Mêmes difficultés pour les commerces : « On a beaucoup de mal à en vendre ou à en louer, explique remy R , un ami commerçant de Pointe-à-Pitre qui a dû fermer boutique . Le centre-ville a été abandonné au profit des zones périphériques. La grande distribution maintient une pression phénoménale pour s’agrandir, s’implanter encore et toujours. La périphérie de la ville de Fort-de-France et de pointe à pitre est quadrillée de grandes surfaces. Mais le danger pointe également à l’horizon pour ces centres commerciaux. Les centres commerciaux connaissent des temps difficiles. Ces espaces de plusieurs milliers de m2 ne séduisent plus. En France, leur fréquentation aurait diminué de 1,8% en 2017 pour de nouveau atteindre -1,7% en 2018 selon le Conseil National des Centres Commerciaux (CNCC).
Même le week-end du Black Friday n’a pas réussi à convaincre les français :-15% de visites sur l’ensemble du territoire !
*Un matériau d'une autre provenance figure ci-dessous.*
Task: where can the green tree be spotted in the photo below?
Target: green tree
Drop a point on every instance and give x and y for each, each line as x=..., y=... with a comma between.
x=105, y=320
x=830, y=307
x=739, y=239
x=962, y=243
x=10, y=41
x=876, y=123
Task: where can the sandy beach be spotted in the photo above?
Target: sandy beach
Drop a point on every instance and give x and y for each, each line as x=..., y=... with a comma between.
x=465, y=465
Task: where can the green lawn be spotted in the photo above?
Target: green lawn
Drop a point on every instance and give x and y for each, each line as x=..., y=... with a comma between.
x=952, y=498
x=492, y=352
Un constat préoccupant, qui touche aussi bien l’Hexagone que le reste du monde depuis plusieurs années. En effet, en 2018 , Jan Kniffen, analyste du commerce de détail, affirmait déjà qu’un tiers des centres commerciaux américains fermeraient d’ici les prochaines années. En France hexagonale ,200 d’entres eux seraient considérés comme étant “en danger”.
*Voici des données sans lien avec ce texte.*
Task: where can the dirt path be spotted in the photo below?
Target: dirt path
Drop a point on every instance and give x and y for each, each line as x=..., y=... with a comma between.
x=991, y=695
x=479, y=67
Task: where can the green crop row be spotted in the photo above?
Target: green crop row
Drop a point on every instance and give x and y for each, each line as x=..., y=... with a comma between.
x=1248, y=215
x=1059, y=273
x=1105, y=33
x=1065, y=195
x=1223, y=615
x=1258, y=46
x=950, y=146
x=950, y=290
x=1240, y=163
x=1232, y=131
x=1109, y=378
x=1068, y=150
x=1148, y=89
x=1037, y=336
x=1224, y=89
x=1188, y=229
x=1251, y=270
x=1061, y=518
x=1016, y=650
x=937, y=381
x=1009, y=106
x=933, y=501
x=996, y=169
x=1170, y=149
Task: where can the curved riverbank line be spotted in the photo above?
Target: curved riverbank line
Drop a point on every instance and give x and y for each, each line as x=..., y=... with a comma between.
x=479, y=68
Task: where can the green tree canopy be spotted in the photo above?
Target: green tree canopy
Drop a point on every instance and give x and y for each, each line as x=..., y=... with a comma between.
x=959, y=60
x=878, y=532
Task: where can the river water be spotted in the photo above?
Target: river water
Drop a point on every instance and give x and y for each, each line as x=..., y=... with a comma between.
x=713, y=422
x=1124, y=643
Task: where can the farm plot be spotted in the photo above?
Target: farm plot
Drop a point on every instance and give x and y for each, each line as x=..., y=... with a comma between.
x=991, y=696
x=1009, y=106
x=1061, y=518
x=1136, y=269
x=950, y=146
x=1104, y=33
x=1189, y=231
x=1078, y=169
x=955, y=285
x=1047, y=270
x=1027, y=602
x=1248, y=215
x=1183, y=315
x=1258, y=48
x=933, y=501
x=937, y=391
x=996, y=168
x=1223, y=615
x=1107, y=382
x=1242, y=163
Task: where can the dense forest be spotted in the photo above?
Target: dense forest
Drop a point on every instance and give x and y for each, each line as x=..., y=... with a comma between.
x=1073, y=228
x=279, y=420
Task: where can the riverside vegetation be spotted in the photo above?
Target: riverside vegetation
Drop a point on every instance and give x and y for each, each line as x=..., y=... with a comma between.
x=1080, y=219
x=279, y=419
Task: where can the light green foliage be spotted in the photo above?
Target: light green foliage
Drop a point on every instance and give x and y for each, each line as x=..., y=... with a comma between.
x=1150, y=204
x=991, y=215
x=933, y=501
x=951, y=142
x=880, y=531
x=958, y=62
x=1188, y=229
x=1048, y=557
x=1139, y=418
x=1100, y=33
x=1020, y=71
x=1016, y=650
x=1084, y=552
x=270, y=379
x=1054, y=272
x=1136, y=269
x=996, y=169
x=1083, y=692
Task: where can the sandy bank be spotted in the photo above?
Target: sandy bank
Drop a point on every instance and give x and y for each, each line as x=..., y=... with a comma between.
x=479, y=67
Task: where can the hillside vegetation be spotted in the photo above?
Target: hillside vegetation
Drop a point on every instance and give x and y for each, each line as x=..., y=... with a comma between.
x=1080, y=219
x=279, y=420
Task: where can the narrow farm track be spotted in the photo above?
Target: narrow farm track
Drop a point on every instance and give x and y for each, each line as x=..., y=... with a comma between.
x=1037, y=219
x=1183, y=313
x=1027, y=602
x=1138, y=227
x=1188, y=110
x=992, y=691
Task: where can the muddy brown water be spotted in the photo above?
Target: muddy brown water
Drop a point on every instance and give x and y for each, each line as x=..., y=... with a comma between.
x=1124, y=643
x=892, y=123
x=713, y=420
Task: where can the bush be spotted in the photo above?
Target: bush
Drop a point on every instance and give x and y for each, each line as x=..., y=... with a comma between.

Il faudrait être benêt pour ne pas avoir compris aujourd’hui les désagréments qui s’annoncent dans la décennie pour les centres commerciaux en Martinique et en Guadeloupe . Cette situation globale attestée par les chiffres nécessiterait une réaction forte des représentants de l’économie, du commerce et de l’artisanat . Elle est illustrée concrètement par ces quelques images d’abandon commercial des deux villes telle que le simple promeneur peut les constater. On est loin de villes capitales d’art et d’histoire . S’ensuit alors un véritable cercle vicieux : à leur tour, d’autres magasins ferment aussi boutique, faisant alors augmenter le taux de vacance du centre. Le chiffre d’affaires global baisse, jusqu’à atteindre un point de non-retour. Sans parler du fait que de nombreuses personnes perdent leur emploi, les mettant ainsi dans une situation précaire.
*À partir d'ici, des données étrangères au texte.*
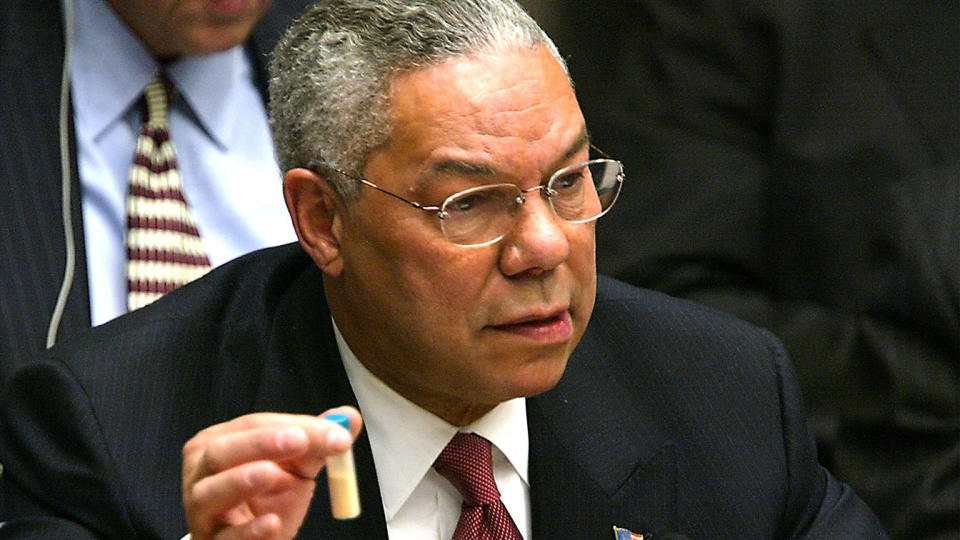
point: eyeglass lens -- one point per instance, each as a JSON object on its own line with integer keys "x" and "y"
{"x": 579, "y": 193}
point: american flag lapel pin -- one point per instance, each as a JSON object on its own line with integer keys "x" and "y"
{"x": 620, "y": 533}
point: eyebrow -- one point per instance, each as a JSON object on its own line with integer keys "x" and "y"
{"x": 478, "y": 169}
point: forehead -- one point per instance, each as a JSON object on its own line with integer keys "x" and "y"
{"x": 515, "y": 103}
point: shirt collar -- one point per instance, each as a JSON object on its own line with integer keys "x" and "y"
{"x": 403, "y": 456}
{"x": 111, "y": 67}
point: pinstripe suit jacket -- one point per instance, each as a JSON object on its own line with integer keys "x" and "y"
{"x": 32, "y": 246}
{"x": 669, "y": 417}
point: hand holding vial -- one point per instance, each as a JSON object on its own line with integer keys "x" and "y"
{"x": 254, "y": 476}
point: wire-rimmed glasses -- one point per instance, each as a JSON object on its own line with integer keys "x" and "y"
{"x": 482, "y": 215}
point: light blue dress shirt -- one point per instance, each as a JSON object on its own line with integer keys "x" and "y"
{"x": 219, "y": 129}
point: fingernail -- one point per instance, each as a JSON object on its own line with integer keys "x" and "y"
{"x": 291, "y": 438}
{"x": 338, "y": 439}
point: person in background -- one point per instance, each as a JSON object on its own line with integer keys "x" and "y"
{"x": 796, "y": 164}
{"x": 214, "y": 54}
{"x": 444, "y": 296}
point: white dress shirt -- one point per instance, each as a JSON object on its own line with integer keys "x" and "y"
{"x": 219, "y": 129}
{"x": 418, "y": 503}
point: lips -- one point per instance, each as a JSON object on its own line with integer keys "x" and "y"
{"x": 552, "y": 328}
{"x": 229, "y": 7}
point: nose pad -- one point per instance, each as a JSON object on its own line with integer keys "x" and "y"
{"x": 537, "y": 242}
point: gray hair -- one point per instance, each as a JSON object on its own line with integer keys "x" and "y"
{"x": 330, "y": 73}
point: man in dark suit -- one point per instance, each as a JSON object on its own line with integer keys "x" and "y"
{"x": 798, "y": 165}
{"x": 466, "y": 318}
{"x": 33, "y": 249}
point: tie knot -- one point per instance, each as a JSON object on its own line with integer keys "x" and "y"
{"x": 157, "y": 95}
{"x": 467, "y": 462}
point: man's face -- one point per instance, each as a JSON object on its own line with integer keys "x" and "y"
{"x": 459, "y": 329}
{"x": 173, "y": 28}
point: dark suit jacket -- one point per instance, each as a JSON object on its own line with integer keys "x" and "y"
{"x": 795, "y": 162}
{"x": 669, "y": 417}
{"x": 32, "y": 246}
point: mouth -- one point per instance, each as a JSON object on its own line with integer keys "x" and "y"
{"x": 555, "y": 327}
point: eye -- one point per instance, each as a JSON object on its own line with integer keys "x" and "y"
{"x": 569, "y": 181}
{"x": 476, "y": 201}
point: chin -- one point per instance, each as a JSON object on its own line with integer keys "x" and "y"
{"x": 539, "y": 377}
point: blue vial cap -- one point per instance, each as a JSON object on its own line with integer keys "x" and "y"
{"x": 341, "y": 419}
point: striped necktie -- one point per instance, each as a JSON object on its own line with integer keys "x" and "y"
{"x": 164, "y": 248}
{"x": 467, "y": 462}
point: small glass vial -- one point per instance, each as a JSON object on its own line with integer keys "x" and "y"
{"x": 342, "y": 478}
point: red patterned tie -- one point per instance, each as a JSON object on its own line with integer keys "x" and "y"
{"x": 468, "y": 464}
{"x": 164, "y": 249}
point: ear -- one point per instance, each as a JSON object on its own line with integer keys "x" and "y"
{"x": 316, "y": 210}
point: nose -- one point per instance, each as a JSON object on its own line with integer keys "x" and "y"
{"x": 538, "y": 241}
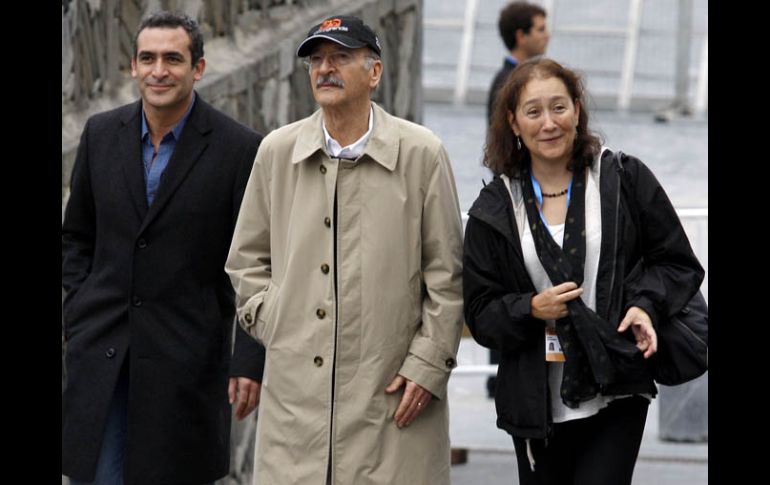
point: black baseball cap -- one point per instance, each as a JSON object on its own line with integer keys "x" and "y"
{"x": 345, "y": 30}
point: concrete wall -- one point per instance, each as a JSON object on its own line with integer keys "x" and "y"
{"x": 252, "y": 72}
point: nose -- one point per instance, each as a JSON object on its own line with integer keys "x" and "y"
{"x": 159, "y": 69}
{"x": 548, "y": 123}
{"x": 326, "y": 65}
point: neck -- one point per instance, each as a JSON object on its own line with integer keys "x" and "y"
{"x": 551, "y": 175}
{"x": 161, "y": 121}
{"x": 519, "y": 55}
{"x": 347, "y": 125}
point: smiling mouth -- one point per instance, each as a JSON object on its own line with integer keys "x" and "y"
{"x": 547, "y": 140}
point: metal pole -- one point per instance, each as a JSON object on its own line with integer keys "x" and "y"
{"x": 466, "y": 48}
{"x": 629, "y": 57}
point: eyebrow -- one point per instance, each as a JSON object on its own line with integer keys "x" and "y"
{"x": 164, "y": 53}
{"x": 550, "y": 100}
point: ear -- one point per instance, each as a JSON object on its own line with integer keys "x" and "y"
{"x": 198, "y": 69}
{"x": 376, "y": 74}
{"x": 519, "y": 34}
{"x": 577, "y": 112}
{"x": 513, "y": 124}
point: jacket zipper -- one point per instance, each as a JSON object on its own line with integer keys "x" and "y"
{"x": 615, "y": 244}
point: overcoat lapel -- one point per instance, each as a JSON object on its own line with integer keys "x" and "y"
{"x": 130, "y": 150}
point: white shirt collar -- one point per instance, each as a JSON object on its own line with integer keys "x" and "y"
{"x": 352, "y": 151}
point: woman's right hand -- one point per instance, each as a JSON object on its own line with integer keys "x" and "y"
{"x": 551, "y": 304}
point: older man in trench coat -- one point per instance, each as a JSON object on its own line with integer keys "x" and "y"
{"x": 346, "y": 261}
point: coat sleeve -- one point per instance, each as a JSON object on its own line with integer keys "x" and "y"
{"x": 249, "y": 261}
{"x": 496, "y": 317}
{"x": 79, "y": 225}
{"x": 670, "y": 272}
{"x": 248, "y": 358}
{"x": 433, "y": 350}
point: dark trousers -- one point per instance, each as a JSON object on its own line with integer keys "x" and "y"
{"x": 599, "y": 450}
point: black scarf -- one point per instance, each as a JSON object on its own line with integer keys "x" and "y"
{"x": 596, "y": 354}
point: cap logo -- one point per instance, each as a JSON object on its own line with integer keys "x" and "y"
{"x": 330, "y": 24}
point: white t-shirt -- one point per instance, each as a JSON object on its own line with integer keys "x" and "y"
{"x": 593, "y": 226}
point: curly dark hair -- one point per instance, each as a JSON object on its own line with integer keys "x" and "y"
{"x": 501, "y": 154}
{"x": 516, "y": 16}
{"x": 172, "y": 20}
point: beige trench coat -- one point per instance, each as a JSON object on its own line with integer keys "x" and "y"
{"x": 397, "y": 308}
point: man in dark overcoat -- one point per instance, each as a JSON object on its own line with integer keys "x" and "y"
{"x": 149, "y": 311}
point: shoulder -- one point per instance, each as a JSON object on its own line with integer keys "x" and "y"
{"x": 630, "y": 165}
{"x": 411, "y": 135}
{"x": 288, "y": 134}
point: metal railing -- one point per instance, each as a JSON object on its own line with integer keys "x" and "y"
{"x": 636, "y": 54}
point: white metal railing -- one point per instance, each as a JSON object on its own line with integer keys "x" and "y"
{"x": 695, "y": 223}
{"x": 469, "y": 28}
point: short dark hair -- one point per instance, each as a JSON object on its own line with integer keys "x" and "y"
{"x": 501, "y": 154}
{"x": 516, "y": 16}
{"x": 172, "y": 20}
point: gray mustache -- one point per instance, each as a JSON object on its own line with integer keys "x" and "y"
{"x": 329, "y": 80}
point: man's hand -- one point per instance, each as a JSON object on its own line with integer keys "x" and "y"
{"x": 551, "y": 304}
{"x": 247, "y": 393}
{"x": 413, "y": 402}
{"x": 641, "y": 325}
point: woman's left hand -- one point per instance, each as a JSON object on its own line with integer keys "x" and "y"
{"x": 641, "y": 325}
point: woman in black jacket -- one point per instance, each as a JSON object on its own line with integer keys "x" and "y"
{"x": 569, "y": 286}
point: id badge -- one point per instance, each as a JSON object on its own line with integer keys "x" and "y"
{"x": 553, "y": 352}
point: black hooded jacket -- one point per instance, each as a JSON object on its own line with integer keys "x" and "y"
{"x": 652, "y": 267}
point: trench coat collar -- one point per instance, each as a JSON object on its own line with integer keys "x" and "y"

Quelles sont les causes de cet essoufflement ?
L’e-commerce est en plein essor en Martinique et Guadeloupe.
L’un des premiers facteurs de cette décroissance du commerce est le boom du commerce en ligne, et les achats effectués à l’étranger lors de voyages ou encore de croisières.
L’e-commerce a changé le comportement d’achat des consommateurs. 51% d’entre eux déclarent privilégier le canal en ligne pour obtenir de meilleures offres tandis que 34% favorisent l’achat online pour gagner du temps et de l’argent .
L’accès à un choix plus large et la livraison à domicile sont eux aussi des raisons qui incitent les consommateurs à opter pour un achat sur un site marchand plutôt que de se rendre en boutique.
Je crois être lucide sur le jugement que je porte sur l’avenir . Je pense donc n’avoir pas choisi la dramatisation de la situation économique de Fort-de-France et Pointe-à-Pitre pour faire naître les inquiétudes, comme certains esprits chagrins vont s’echiner à le dire . Vu les attentes croissantes de la rue et la dégradation de l’environnement économique , la pression ne cesse de croître sur les entreprises qui tardent à s’adapter à la nouvelle donne économique et financière. Un choc financier paraît de plus en plus incontournable pour Fort-de-France et Pointe-à-Pitre … Dans les années qui viennent, de nombreuses entreprises connaîtront ainsi des transformations radicales.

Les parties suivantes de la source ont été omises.